SCRIBE NOTES FOR LECTURE 31:
TOPIC : WEB CACHE SHARING
WEB CACHING
DEFINITION :
The storage of Web files for later re-use at a point more quickly accessed
by the end user.
Caching can happen at many places, including proxies (i.e. the user's
ISP) and the user's local machine. The objective is to make efficient use
of resources and speed the delivery of content to the end user.
The purposes of web caching are :
- Reduce network bandwidth consumption -- If the page is
available in the web cache itself, there is no need to go to the web-server.
- Reduce server load -- SInce the number of requests served decreases.
- Reduce client latency -- Since the required page is available locally.
CACHE SHARING :
The Sharing of caches among Web proxies.It
will reduce the Web traffic and alleviate network bottlenecks. There are
two protocols for this cache sharing.
1. ICP - Internet Cache Protocol.
2. Summary-Cache.
CACHE SHARING VIA ICP :
- When one proxy has a cache miss, it sends queries to all siblings
(and parents) i.e. multicasting , "Do you have the URL ?".
- If some proxy responds with "YES", then send a request
to fetch the file .
- If no proxy responds with "YES" within certain time limit, send
a request to web server.
OVERHEAD OF ICP :
- It is not a scalable protocol. The simulation results show
that ICP incurs considerable overhead even when the number of cooperating
proxies is as low as 4.There are large number of query messages
to be exchanged.
- As the number of proxies increases, the overhead quickly becomes
prohibitive.
Compared with no cache sharing, ICP
- Increases network packets to each proxy by 8-29%.
- Increases CPU overhead by 13-32%.
- Increases user latency by 2-12%.
SUMMARY CACHE :
The compressed directories which consists of the URLs of the
documents are called "summaries". In the summary cache, each proxy
stores a summary of URLs of documents cached at every other proxy. When a
user request for a document then first, the URL of that document is looked
in the local cache.If a cache miss occurs in the local cache, the proxy checks
the stored summaries to see if the requested document is present in other
proxies.If it presents then the proxy sends out requests to the relevent
proxies to fetch the document.If it is not present in other proxies also,
then the proxy sends the request directly to the Web server.
Overheads :
1.False Misses : The document requested is cached at some other proxy
but its summary does not reflect the fact. In this case, a remote cache hit
is lost, and the total hit ratio with in the collection of caches is reduced.
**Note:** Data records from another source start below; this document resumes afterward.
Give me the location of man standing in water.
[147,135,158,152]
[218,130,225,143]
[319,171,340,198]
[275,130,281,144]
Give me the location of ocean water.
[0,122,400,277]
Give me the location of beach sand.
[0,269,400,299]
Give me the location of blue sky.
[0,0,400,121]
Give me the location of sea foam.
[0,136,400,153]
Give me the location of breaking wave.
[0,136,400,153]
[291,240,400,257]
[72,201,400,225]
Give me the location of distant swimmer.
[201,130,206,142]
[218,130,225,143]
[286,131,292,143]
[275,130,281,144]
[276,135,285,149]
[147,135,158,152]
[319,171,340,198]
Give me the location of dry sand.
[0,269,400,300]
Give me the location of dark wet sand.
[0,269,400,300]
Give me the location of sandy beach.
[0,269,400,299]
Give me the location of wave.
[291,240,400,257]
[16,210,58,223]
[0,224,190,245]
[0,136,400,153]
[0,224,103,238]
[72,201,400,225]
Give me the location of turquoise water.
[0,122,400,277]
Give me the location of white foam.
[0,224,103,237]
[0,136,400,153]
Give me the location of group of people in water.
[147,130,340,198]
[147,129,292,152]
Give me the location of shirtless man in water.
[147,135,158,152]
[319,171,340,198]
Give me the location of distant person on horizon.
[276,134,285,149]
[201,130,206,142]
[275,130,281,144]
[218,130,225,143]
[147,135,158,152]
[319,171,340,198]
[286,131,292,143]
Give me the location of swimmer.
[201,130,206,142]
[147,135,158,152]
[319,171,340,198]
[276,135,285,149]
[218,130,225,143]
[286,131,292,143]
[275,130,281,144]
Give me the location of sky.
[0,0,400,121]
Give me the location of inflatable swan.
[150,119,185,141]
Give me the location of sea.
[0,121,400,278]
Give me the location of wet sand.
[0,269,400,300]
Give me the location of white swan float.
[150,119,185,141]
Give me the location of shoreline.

2.False Hits : The document requested is not cached at some kother
proxy but its summary indicates that it is present. The proxy will send a
query message to the other proxy, only to be notified that the document is
not cached there.In this case a query message is wasted.
3.Stale Hits : The document is stored at some other proxy, but that copy
is a stale copy.The effect is wasted query messages.
Two issues to resolve :
1. When to do sumary Updates ?
2. How to summarize ?
If we update the summary database when ever there is a change,then the network
overhead increases.
There are two other approaches for this.
i. Periodic summary Updates
ii. Delay summary Updates until X% of cached documents are 'new'.
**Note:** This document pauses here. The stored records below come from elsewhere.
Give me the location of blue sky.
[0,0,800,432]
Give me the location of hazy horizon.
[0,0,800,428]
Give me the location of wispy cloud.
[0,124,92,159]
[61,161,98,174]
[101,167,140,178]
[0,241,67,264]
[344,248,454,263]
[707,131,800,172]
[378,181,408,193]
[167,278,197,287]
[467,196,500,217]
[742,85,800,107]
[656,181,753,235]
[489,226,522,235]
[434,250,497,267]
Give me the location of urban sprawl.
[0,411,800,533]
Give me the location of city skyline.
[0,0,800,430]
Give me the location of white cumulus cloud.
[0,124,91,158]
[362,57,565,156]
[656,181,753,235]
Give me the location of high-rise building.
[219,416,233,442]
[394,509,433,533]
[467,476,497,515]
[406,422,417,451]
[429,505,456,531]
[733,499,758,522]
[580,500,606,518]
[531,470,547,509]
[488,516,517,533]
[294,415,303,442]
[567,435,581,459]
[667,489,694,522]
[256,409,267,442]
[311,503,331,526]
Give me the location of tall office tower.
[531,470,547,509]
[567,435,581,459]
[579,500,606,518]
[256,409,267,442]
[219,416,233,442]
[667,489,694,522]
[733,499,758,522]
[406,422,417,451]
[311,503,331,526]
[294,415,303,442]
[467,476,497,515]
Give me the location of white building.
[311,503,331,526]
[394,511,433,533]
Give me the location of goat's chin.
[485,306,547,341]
For the second option, Trace-driven simulations indicates
that Delay threshold of 1-10% works well in practice. This translates to
Update frequency of about once in 5 minutes.
The second issue to be resolved is How to summarize.
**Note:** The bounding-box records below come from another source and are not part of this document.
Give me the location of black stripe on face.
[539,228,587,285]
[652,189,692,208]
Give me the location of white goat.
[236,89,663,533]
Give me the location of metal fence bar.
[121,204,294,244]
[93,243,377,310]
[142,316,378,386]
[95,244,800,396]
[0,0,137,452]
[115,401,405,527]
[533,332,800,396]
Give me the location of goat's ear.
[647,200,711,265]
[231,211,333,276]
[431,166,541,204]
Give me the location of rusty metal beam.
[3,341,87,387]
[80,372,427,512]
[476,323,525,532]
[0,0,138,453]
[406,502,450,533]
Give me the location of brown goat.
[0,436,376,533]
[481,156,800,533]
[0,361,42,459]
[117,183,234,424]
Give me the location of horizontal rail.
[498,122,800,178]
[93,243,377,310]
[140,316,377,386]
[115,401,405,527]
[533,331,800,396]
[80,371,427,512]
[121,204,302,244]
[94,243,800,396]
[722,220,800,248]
For performance reasons,the summaries are stored in main memory rather than
in hard disk. The memory requirement is determined by the frequency
of summary updates and by the number of cooperating proxies.Since the memory
grows linearly with the number of proxies, it is important to keep the individual
summaries small.
First consider the two summary representations :
i. Exact-directory
ii. Server-name.
In the exact-directory approach, the summary is essentially
the list of URLs represented by its 16-byte MD5 signature.
In the server-name approach, the summary is the collection
of Web Server names in the URLs of cached documents. Since on average, the
ratio of different URLs to different Web Server names is about 10 to
1 the server-name approach can cut down the memory requirement by a factor
of 10.
Neither of the above two approaches is good. The
exact-directory approach consumes too much memory.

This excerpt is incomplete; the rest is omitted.